Open deepak-hl opened 1 month ago
@unclecode I am new on crawl4ai, please help me as I want text in chunks from the crawler.run, so to further use these text in storing embeddings, how can I?
@deepak-hl thx fot using Crawl4Ai, I take a look at your code by tomorrow and definitely update you soon 🤓
@unclecode thank you !!
@unclecode can i crawl all the content from its sub urls by providing only its base url in crawl4ai, if yes then how?

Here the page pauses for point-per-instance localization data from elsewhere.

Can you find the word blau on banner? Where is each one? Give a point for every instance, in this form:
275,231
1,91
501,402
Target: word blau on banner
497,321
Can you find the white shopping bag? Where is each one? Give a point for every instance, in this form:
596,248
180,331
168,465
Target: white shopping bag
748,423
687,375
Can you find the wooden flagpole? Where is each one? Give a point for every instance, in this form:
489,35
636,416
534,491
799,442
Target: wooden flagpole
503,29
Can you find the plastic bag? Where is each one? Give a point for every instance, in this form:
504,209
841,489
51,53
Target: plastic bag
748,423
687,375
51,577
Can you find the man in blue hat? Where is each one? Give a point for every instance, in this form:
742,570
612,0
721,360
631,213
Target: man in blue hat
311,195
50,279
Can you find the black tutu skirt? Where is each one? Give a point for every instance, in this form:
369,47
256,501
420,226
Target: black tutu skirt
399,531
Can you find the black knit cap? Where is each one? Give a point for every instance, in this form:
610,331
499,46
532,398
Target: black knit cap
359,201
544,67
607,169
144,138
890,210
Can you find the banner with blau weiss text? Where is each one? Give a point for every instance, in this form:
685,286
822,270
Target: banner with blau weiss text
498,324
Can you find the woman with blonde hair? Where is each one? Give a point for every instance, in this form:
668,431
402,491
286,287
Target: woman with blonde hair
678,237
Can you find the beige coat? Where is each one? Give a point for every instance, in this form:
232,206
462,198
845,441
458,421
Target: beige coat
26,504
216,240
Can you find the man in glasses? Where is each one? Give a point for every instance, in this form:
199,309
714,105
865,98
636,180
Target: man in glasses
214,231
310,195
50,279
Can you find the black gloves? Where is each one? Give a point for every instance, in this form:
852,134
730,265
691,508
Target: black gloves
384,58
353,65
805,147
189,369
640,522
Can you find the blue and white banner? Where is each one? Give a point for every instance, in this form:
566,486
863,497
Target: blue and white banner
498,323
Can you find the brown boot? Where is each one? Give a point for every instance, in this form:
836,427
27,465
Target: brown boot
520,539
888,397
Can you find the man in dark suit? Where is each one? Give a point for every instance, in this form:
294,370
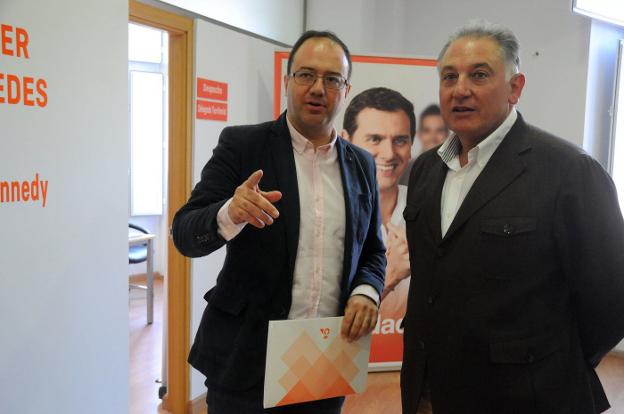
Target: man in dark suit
516,245
309,247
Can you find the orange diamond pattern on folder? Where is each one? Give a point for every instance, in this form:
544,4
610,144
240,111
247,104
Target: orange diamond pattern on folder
315,374
303,346
345,365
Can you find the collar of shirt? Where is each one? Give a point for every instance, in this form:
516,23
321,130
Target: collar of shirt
303,146
449,151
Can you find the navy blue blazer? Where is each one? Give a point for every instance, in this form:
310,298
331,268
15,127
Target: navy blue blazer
255,283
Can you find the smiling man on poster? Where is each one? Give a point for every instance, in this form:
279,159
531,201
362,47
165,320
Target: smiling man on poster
307,245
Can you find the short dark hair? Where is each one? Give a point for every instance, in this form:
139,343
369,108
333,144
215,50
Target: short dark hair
508,44
319,34
382,99
432,109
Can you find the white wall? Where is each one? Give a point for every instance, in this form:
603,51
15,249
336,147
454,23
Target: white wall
63,267
603,52
279,20
246,65
554,96
156,225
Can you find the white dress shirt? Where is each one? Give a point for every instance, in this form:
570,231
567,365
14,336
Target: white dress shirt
318,269
460,179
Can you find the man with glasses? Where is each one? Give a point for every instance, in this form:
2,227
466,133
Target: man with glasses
306,245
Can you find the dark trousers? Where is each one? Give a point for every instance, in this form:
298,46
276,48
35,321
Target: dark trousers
227,402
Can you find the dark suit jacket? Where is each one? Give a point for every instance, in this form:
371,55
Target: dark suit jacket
511,311
255,283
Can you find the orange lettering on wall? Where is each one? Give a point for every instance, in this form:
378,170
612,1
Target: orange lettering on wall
6,39
16,36
21,42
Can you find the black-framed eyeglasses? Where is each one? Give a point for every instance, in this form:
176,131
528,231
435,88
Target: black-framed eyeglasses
307,78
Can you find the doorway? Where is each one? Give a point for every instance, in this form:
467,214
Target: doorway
177,281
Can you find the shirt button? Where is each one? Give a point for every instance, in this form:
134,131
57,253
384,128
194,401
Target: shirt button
508,229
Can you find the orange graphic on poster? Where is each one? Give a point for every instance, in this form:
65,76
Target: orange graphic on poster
216,111
308,360
315,374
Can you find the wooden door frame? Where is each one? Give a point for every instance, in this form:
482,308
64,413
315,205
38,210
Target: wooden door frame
180,30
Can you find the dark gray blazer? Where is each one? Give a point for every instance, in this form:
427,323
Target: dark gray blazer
255,283
511,311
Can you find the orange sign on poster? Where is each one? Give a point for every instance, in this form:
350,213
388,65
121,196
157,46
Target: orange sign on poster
216,111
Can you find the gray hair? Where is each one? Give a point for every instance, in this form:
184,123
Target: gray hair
509,47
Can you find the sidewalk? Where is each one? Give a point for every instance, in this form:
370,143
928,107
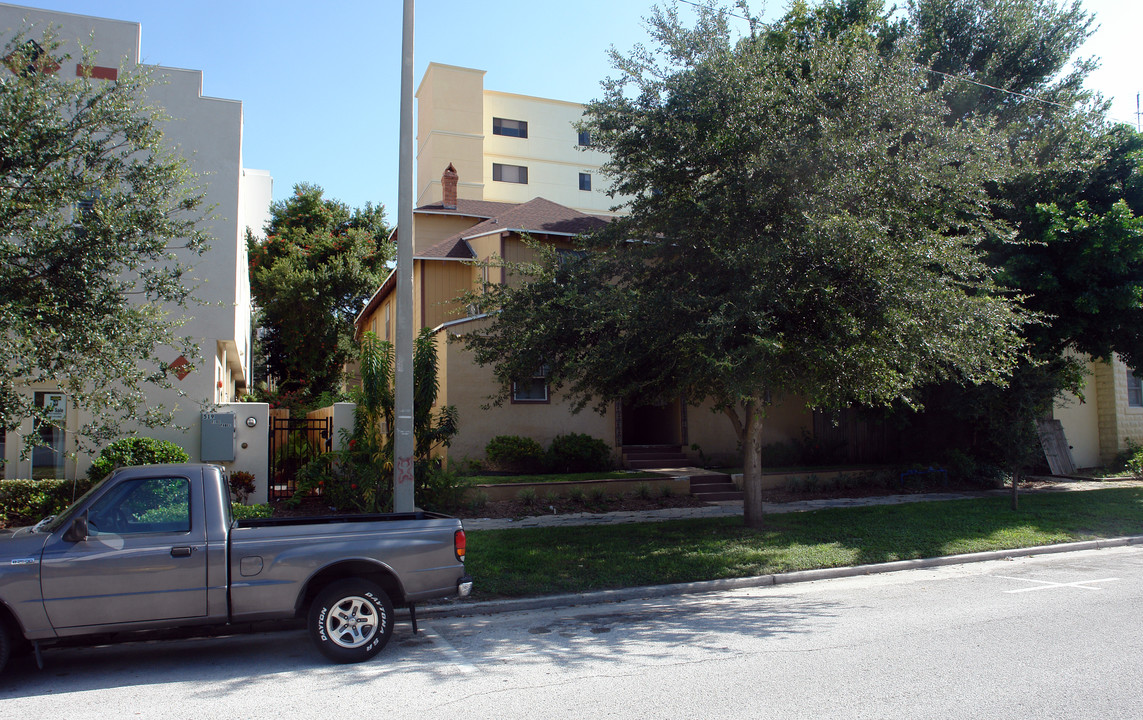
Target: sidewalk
734,509
456,608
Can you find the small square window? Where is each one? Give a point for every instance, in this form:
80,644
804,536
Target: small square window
510,128
1134,390
533,389
510,174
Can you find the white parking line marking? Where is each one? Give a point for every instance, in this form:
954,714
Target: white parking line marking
1049,585
453,654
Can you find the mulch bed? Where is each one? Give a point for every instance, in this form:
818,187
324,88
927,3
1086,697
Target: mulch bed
633,502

@deepak-hl Thank you for using Crawl4ai. Let me go through your questions one by one. The first is you're using the old version, the synchronous version. And I'm not going to support that because I moved everything to the asynchronous version. Here I share with you the code example that how it's properly you can combine all these together. In this example I'm building a knowledge graph from one of the Paul Graham essay.
class Entity(BaseModel):
name: str
description: str
class Relationship(BaseModel):
entity1: Entity
entity2: Entity
description: str
relation_type: str
class KnowledgeGraph(BaseModel):
entities: List[Entity]
relationships: List[Relationship]
async def main():
extraction_strategy = LLMExtractionStrategy(
provider='openai/gpt-4o-mini',
api_token=os.getenv('OPENAI_API_KEY'),
schema=KnowledgeGraph.model_json_schema(),
extraction_type="schema",
instruction="""Extract entities and relationships from the given text."""
)
async with AsyncWebCrawler() as crawler:
url = "https://paulgraham.com/love.html"
result = await crawler.arun(
url=url,
bypass_cache=True,
extraction_strategy=extraction_strategy,
chunking_strategy=OverlappingWindowChunking(window_size=2000, overlap=100),
# magic=True
)
# print(result.markdown[:500])
print(result.extracted_content)
with open(os.path.join(__data__, "kb.json"), "w") as f:
f.write(result.extracted_content)
print("Done")
if __name__ == "__main__":
asyncio.run(main())
Regarding your next question to pass one URL and get all the sub-urls which is scrapping, the good news is we are already working on it, and already it is under the testing. And within few weeks, we will release the scrapper as well next to crawler function. The scrapper will handle a graph search. You give a URL and you can define how many levels you want to go or all of it. Right now there is this function arun_many([urls]). After calling
crawlfunction the response has a property
links` contains all the internal and external links of the page. You use a queue data structure, add all the internal links, then start to crawl them again, and keep adding new internal links. This is just a temporary way that you can do that but wait for our scrapper to be ready.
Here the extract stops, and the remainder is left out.